Wherein, the water collecting section 1 is formed by digging down and pasting the slope and protecting the bottom, the water facing side slope pastes the slope along the original topography slope, the back water side slope pastes the slope along the stone slag compact 4, the water collecting section 1 back water side slope height is higher than the water facing side slope, can play the manger plate effect, the downstream sets up structural joint and arranges the stagnant water with the water collecting gradual change section 2. The outside of the side slope of the water-collecting section 1 facing the water is provided with a block stone bottom protection 5, and the bottom of the block stone bottom protection 5 is provided with a sand gravel reverse filter body 6 to prevent water flow from washing the foundation of the water-collecting section.

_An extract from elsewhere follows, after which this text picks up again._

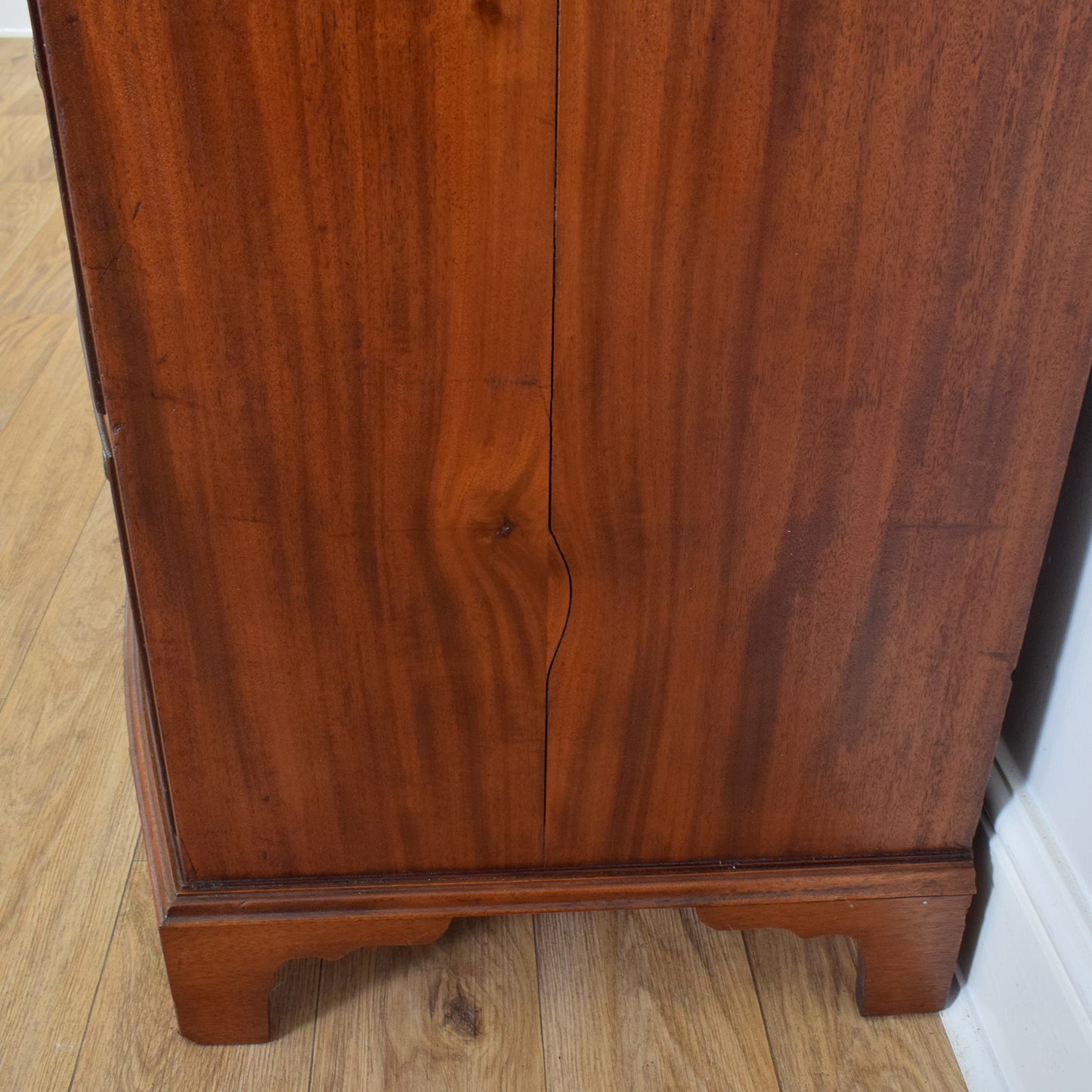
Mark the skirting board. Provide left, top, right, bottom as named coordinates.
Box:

The catchment transition section 2 is horn mouth shape, and its flaring end is connected sump 1 in order to adjust the water flow state of upstream catchment, and the downstream drainage canal 3 is followed to the binding end, sets up structural joint and arranges the stagnant water between catchment transition section 2 and the drainage canal 3. The drainage channel 3 is located on one side of the ballast body 4 and extends downstream.

The ballast compacting body 4 is formed by compacting waste ballast, and the top elevation of the ballast compacting body 4 is higher than the top 7 of the ballast field, so that the side slope of the water collecting section 1 is supported.

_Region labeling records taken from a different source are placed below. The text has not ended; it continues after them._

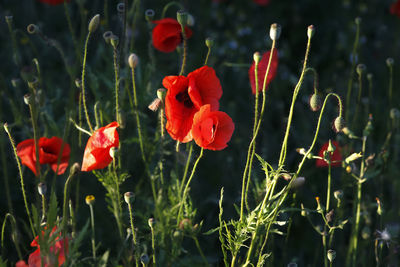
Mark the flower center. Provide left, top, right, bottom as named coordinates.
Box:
left=175, top=88, right=193, bottom=108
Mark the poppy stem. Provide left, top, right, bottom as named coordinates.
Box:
left=81, top=31, right=93, bottom=133
left=3, top=123, right=36, bottom=236
left=176, top=148, right=204, bottom=225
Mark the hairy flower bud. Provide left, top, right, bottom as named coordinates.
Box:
left=269, top=23, right=281, bottom=41
left=88, top=14, right=100, bottom=33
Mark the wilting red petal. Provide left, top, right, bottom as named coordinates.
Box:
left=315, top=141, right=342, bottom=167
left=192, top=105, right=235, bottom=150
left=249, top=50, right=278, bottom=94
left=152, top=18, right=192, bottom=53
left=81, top=121, right=119, bottom=171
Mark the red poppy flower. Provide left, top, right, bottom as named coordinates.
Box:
left=81, top=121, right=119, bottom=172
left=17, top=136, right=71, bottom=175
left=39, top=0, right=69, bottom=6
left=253, top=0, right=270, bottom=6
left=315, top=141, right=342, bottom=167
left=27, top=227, right=68, bottom=267
left=153, top=18, right=192, bottom=53
left=249, top=50, right=278, bottom=94
left=390, top=0, right=400, bottom=17
left=163, top=66, right=222, bottom=143
left=192, top=105, right=235, bottom=150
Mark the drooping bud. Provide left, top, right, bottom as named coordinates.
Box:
left=88, top=14, right=100, bottom=33
left=26, top=24, right=39, bottom=34
left=269, top=23, right=281, bottom=41
left=333, top=116, right=346, bottom=133
left=85, top=195, right=96, bottom=206
left=144, top=9, right=155, bottom=22
left=176, top=10, right=188, bottom=29
left=309, top=93, right=322, bottom=111
left=307, top=25, right=315, bottom=39
left=386, top=57, right=394, bottom=68
left=206, top=37, right=214, bottom=49
left=124, top=192, right=135, bottom=204
left=38, top=183, right=47, bottom=196
left=356, top=64, right=367, bottom=76
left=128, top=53, right=139, bottom=69
left=326, top=249, right=336, bottom=262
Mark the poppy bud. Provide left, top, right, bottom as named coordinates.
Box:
left=269, top=23, right=281, bottom=41
left=24, top=94, right=33, bottom=106
left=89, top=14, right=100, bottom=33
left=26, top=24, right=39, bottom=34
left=69, top=162, right=81, bottom=176
left=157, top=88, right=167, bottom=102
left=117, top=3, right=125, bottom=13
left=38, top=183, right=47, bottom=196
left=128, top=53, right=139, bottom=69
left=356, top=64, right=367, bottom=76
left=326, top=249, right=336, bottom=262
left=109, top=147, right=119, bottom=159
left=333, top=116, right=346, bottom=133
left=307, top=25, right=315, bottom=39
left=147, top=218, right=156, bottom=228
left=176, top=10, right=188, bottom=30
left=253, top=52, right=261, bottom=65
left=309, top=93, right=322, bottom=111
left=110, top=34, right=119, bottom=48
left=103, top=31, right=114, bottom=44
left=85, top=195, right=95, bottom=206
left=144, top=9, right=155, bottom=21
left=140, top=254, right=150, bottom=266
left=386, top=57, right=394, bottom=68
left=206, top=37, right=214, bottom=49
left=124, top=192, right=135, bottom=205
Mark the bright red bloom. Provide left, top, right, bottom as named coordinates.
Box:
left=39, top=0, right=69, bottom=6
left=27, top=227, right=68, bottom=267
left=315, top=141, right=342, bottom=167
left=390, top=0, right=400, bottom=17
left=153, top=18, right=192, bottom=53
left=163, top=66, right=222, bottom=143
left=253, top=0, right=270, bottom=6
left=17, top=136, right=71, bottom=175
left=249, top=50, right=278, bottom=94
left=81, top=121, right=119, bottom=172
left=192, top=105, right=235, bottom=150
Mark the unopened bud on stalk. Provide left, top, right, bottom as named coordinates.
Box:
left=38, top=183, right=47, bottom=196
left=309, top=93, right=322, bottom=111
left=333, top=116, right=346, bottom=133
left=124, top=192, right=135, bottom=204
left=128, top=53, right=139, bottom=69
left=307, top=25, right=315, bottom=39
left=117, top=3, right=125, bottom=13
left=85, top=195, right=96, bottom=206
left=24, top=94, right=33, bottom=106
left=253, top=52, right=261, bottom=65
left=157, top=88, right=167, bottom=102
left=326, top=249, right=336, bottom=262
left=356, top=64, right=367, bottom=76
left=269, top=23, right=281, bottom=41
left=88, top=14, right=100, bottom=33
left=103, top=31, right=114, bottom=44
left=110, top=34, right=119, bottom=48
left=206, top=37, right=214, bottom=49
left=176, top=10, right=188, bottom=29
left=147, top=218, right=156, bottom=228
left=26, top=24, right=39, bottom=34
left=144, top=9, right=155, bottom=22
left=386, top=57, right=394, bottom=68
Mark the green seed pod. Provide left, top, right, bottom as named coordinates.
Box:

It should be noted that the foregoing describes embodiments of the present utility model. However, it will be understood by those skilled in the art that the present utility model is not limited to the above-described embodiments, which are described merely to illustrate the principles of the utility model, and that various changes and modifications may be made therein without departing from the scope of the utility model as claimed.

Claims (6)

1. An upstream water guide structure of a waste slag field is characterized by comprising a water collecting section, a water collecting gradual change section, a drainage canal and a stone slag compacting body; the water collecting section is formed by digging downwards to stick to a slope and protecting the bottom, the water facing side slope sticks to the slope along the original terrain slope, the back water side slope sticks to the slope along the ballast compacting body, and the height of the back water side slope is higher than that of the water facing side slope; the catchment gradual change section is connected with the catchment section and the drainage canal; the drainage channel is positioned on one side of the ballast compact and extends downstream.

2. The upstream water guide structure of a waste slag field as claimed in claim 1, wherein a stone block bottom is arranged on the outer side of a water-facing side slope of the water collecting section, and a sand gravel reverse filter is arranged at the bottom of the stone block bottom.

3. An upstream water guide structure for a waste site as claimed in claim 2, wherein structural joints are provided at the junction of the catchment transition and the drainage channel and water is stopped.

4. An upstream water guide structure for a waste slag field as claimed in claim 2, wherein a structural seam is provided at the junction of said catchment section and said water collection section and water is stopped.

5. An upstream water guide structure for a slag yard as claimed in claim 2, wherein said ballast compacted body has a higher elevation than the top of the slag yard.

6. An upstream water guide structure in a waste residue field as in any one of claims 1-5, wherein said catchment transition section is flared and gradually narrows in the direction of water flow.